2 Il convient de prendre des mesures jugées satisfaisantes par l'administration pour vérifier le bon fonctionnement du matériel et de prévoir des inspections régulières et des essais de routine pour s'assurer que ce matériel continue à fonctionner correctement.
3 Tout navire doit être muni de documents jugés satisfaisants par l'administration et attestant qu'il peut être exploité sans présence permanente de personnel dans les locaux de machines.
Pour l'application des dispositions de la présente partie, on entend par "locaux de machines" tous les locaux définis à l'article 221-II-1/03.16.
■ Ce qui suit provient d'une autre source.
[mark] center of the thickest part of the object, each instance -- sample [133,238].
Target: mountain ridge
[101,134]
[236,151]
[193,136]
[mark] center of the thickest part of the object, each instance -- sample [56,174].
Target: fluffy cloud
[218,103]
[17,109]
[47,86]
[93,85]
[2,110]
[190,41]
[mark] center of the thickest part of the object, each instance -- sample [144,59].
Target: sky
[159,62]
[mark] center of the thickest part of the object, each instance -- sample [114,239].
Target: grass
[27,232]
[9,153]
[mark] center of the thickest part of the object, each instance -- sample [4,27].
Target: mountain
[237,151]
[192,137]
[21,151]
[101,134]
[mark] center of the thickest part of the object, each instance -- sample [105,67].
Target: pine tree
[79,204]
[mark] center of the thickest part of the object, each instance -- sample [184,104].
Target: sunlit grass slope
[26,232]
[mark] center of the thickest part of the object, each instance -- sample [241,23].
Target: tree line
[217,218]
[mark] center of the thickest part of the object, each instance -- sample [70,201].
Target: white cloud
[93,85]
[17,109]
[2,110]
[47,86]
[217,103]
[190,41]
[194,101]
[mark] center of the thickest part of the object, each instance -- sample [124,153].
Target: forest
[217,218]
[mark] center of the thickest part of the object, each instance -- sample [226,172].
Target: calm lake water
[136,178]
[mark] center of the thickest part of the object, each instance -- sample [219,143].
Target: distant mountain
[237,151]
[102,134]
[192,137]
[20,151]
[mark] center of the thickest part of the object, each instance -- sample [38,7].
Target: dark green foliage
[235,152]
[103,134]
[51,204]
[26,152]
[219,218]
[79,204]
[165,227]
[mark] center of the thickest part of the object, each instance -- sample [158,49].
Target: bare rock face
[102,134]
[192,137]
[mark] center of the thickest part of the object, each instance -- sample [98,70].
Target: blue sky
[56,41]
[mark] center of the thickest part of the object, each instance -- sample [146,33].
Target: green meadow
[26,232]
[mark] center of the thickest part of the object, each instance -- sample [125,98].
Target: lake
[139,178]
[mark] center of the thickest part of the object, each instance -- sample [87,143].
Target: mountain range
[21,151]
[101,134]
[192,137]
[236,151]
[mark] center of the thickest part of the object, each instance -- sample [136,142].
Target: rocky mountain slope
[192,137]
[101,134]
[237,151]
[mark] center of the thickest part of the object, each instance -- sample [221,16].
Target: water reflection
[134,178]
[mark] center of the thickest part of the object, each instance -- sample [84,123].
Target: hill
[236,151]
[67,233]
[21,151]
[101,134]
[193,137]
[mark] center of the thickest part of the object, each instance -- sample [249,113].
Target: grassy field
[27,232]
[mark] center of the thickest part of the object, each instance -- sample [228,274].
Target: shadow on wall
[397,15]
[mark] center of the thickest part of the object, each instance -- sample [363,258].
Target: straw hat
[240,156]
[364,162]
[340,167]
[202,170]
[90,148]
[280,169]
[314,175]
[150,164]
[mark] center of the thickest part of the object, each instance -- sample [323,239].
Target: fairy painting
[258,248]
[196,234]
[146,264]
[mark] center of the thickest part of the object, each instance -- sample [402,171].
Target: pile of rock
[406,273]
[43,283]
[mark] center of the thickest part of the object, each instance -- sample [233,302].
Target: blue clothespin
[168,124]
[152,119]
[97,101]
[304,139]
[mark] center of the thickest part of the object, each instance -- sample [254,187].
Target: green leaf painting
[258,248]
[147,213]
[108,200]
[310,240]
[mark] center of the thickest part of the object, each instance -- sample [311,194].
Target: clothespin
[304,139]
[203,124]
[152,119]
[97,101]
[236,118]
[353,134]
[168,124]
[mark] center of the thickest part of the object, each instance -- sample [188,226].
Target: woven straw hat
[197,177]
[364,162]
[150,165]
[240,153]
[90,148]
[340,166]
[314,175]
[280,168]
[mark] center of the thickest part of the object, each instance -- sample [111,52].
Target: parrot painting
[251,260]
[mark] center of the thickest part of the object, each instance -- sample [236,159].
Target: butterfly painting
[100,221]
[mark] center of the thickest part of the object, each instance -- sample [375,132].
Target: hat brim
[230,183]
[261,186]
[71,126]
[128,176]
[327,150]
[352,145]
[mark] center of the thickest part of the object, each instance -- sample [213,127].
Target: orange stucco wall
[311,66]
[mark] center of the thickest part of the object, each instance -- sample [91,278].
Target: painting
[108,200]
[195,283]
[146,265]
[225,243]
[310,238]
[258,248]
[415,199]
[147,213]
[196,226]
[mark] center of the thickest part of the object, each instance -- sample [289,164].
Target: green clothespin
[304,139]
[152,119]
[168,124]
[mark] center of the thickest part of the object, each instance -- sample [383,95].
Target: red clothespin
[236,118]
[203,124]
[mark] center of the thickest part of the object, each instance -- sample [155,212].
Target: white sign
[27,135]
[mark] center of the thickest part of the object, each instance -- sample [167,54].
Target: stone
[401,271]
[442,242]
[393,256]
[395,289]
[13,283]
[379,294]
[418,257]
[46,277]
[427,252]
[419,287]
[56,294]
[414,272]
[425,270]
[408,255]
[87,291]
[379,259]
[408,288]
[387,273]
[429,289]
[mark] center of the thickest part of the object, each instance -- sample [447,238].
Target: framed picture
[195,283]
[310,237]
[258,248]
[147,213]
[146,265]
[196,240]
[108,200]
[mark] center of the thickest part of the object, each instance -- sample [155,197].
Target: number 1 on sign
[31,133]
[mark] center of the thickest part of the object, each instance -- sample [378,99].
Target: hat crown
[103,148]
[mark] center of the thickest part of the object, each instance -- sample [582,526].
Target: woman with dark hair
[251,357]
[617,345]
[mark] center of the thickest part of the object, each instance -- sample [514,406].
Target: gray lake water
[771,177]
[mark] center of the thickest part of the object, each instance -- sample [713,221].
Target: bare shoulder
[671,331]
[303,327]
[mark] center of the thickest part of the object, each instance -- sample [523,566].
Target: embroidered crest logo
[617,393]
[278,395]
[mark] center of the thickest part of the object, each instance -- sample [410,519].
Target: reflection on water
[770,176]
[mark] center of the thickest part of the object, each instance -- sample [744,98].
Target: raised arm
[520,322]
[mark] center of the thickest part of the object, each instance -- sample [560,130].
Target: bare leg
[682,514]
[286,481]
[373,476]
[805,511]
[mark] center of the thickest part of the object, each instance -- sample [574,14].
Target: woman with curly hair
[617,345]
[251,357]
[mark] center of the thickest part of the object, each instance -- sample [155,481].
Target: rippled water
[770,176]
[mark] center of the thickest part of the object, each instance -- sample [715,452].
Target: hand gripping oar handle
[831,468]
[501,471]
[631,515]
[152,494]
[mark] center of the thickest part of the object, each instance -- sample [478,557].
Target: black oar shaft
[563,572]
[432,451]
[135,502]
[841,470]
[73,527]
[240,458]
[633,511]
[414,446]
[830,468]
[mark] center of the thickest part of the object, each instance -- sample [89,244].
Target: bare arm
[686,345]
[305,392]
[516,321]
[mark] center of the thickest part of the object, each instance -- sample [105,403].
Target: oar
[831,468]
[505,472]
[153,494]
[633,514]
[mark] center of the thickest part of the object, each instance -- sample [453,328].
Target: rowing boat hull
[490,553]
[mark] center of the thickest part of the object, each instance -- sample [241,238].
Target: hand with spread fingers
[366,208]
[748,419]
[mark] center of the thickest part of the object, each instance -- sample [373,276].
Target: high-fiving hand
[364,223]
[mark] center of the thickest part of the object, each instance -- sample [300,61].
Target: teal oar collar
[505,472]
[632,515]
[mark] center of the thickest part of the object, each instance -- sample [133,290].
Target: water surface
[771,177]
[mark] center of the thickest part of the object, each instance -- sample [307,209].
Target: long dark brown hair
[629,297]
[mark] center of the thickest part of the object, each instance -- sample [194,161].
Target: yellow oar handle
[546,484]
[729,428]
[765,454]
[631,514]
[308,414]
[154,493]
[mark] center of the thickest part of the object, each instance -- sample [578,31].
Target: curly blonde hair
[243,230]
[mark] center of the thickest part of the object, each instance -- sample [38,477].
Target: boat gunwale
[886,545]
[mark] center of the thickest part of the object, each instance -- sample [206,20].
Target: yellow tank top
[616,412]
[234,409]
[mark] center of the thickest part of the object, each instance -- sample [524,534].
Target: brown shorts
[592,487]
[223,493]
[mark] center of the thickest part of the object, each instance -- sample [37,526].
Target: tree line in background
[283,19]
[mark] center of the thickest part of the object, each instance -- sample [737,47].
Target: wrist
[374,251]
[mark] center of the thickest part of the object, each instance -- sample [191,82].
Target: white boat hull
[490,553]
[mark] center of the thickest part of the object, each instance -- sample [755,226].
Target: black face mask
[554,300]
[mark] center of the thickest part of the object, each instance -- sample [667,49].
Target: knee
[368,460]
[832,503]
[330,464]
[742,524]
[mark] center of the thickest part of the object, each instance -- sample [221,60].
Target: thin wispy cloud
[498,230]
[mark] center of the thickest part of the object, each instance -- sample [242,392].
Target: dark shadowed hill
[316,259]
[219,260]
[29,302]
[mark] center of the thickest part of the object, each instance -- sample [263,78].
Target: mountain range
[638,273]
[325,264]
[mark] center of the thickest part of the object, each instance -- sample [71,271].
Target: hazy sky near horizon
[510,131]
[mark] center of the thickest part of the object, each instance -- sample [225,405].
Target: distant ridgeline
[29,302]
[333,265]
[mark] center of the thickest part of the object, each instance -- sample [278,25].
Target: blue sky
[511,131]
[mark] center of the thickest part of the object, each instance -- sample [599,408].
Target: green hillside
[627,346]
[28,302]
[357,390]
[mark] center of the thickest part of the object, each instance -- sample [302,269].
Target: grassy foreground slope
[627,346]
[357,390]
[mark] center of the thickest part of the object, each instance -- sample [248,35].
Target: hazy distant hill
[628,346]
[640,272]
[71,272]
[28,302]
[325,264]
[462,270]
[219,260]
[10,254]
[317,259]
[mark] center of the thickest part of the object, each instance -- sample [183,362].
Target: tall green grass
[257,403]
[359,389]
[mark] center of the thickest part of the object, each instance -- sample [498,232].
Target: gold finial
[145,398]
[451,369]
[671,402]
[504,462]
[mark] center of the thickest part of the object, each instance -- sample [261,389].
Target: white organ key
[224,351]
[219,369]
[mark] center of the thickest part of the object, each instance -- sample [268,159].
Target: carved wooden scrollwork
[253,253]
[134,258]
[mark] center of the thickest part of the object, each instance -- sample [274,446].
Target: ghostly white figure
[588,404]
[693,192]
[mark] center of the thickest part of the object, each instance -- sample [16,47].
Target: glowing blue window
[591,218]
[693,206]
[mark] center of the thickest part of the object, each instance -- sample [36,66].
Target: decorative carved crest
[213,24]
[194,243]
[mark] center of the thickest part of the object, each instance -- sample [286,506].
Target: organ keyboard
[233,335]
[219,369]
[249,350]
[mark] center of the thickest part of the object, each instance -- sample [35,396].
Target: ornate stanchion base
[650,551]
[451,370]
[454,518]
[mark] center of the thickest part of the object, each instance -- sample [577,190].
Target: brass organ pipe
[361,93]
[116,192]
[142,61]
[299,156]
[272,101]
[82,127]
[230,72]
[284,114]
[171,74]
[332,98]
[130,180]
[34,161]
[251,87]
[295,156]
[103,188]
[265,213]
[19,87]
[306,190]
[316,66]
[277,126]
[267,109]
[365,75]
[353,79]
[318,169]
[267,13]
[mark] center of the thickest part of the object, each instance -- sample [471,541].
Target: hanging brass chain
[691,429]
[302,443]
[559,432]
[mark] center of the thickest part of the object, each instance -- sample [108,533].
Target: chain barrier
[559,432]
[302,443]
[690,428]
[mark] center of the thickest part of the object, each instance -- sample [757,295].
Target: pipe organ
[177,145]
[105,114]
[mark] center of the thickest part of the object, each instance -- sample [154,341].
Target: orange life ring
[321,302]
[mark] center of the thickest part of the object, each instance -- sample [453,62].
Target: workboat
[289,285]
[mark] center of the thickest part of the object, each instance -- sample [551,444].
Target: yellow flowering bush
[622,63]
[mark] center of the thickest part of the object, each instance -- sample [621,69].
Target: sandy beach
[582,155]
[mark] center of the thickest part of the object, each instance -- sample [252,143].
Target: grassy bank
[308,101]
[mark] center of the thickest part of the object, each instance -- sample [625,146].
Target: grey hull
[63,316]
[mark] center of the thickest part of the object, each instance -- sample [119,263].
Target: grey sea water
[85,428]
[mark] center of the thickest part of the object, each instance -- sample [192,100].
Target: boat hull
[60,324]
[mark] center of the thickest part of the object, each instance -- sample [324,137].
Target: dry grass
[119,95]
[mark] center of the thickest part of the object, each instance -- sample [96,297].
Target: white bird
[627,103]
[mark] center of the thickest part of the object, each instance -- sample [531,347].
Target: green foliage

Toutes les interventions prévisibles d'une périodicité inférieure à 24 heures doivent être rendues automatiques et notamment les opérations de graissage, de remplissage de caisses ou soutes, de nettoyage de filtres, de débourbage de certains séparateurs.
Une partie du journal machine exigé par la réglementation en vigueur peut être remplacée par un dispositif d'enregistrement automatique des principaux paramètres intéressant le fonctionnement de l'appareil propulsif et de ses auxiliaires ou, à défaut, par un dispositif d'enregistrement des alarmes faisant l'objet des dispositions de l'article 221-II-1/51.
Les installations particulières situées dans un local de machines et qui ne sont pas expressément visées par la présente partie doivent présenter un degré de sécurité comparable à celui qui résulte de l'application des dispositions de la présente partie.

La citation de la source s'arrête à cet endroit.